Apart from Grist & Toll in Pasadena, the King’s Roost is one of the only places in L.A. to buy fresh flours like rye and semolina. All grains at the Roost are kept in jars, so when a customer wants to buy flour, the grains are milled on-site to order, resulting in a fresh, warm bag of flour. Sie’s goal is to bypass the industrial food system and get people to buy grains straight from farmers and mill them at home.

Other than the bread baking classes, the Roost hosts classes on fermentation and pasta making. I attended a pasta-making workshop led by chef Mary Payne Moran of Traditional Home magazine.

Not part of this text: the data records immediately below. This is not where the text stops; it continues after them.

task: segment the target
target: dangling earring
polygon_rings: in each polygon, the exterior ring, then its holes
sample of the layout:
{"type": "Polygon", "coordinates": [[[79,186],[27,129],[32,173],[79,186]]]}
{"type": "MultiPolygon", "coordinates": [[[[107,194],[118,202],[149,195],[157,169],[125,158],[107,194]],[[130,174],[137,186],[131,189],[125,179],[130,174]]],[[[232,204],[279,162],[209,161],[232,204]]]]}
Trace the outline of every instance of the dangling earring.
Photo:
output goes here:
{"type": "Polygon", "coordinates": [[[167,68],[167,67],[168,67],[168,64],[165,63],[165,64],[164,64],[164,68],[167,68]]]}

Full disclosure: I felt like a bit of a cheater in the workshop — I used to be the pasta maker at Michael’s restaurant in Santa Monica. But Moran was such a thorough and approachable instructor that even I learned something. Watching her feed her sheet of dough into the pasta cutter and produce semolina noodles was somewhat hypnotizing.

The King's Roost; Credit: Jessica Chappe

The King's Roost; Credit: Jessica Chappe

After her initial demonstration, we were released to explore and experiment on the semolina landscape on our own. One of my classmates,  Dan Croll, came with girlfriend Ally Weldon in an effort to learn to cook more at home. Friends Courtney Brown, Shanna Kim and Melissa Garcia came in celebration of Kim’s birthday, all of which resulted in a pretty lively classroom.

When it was our turn to use the pasta machines, Kim, Garcia and Brown worked together, attracting passers-by to watch through the big kitchen window as we cut our fettucine.

“Not only does everyone love pasta but people are realizing that they don’t know how to make anything from scratch anymore,” Brown said. “It's more fun to learn in person from a living breathing human.”

At the end of the evening, Sie sent everyone off with big bags of pasta made with freshly milled semolina straight from the grain — a King’s Roost specialty.

“Oh, we’re opening our own pasta shop after this,” Brown said, filled with DIY joy.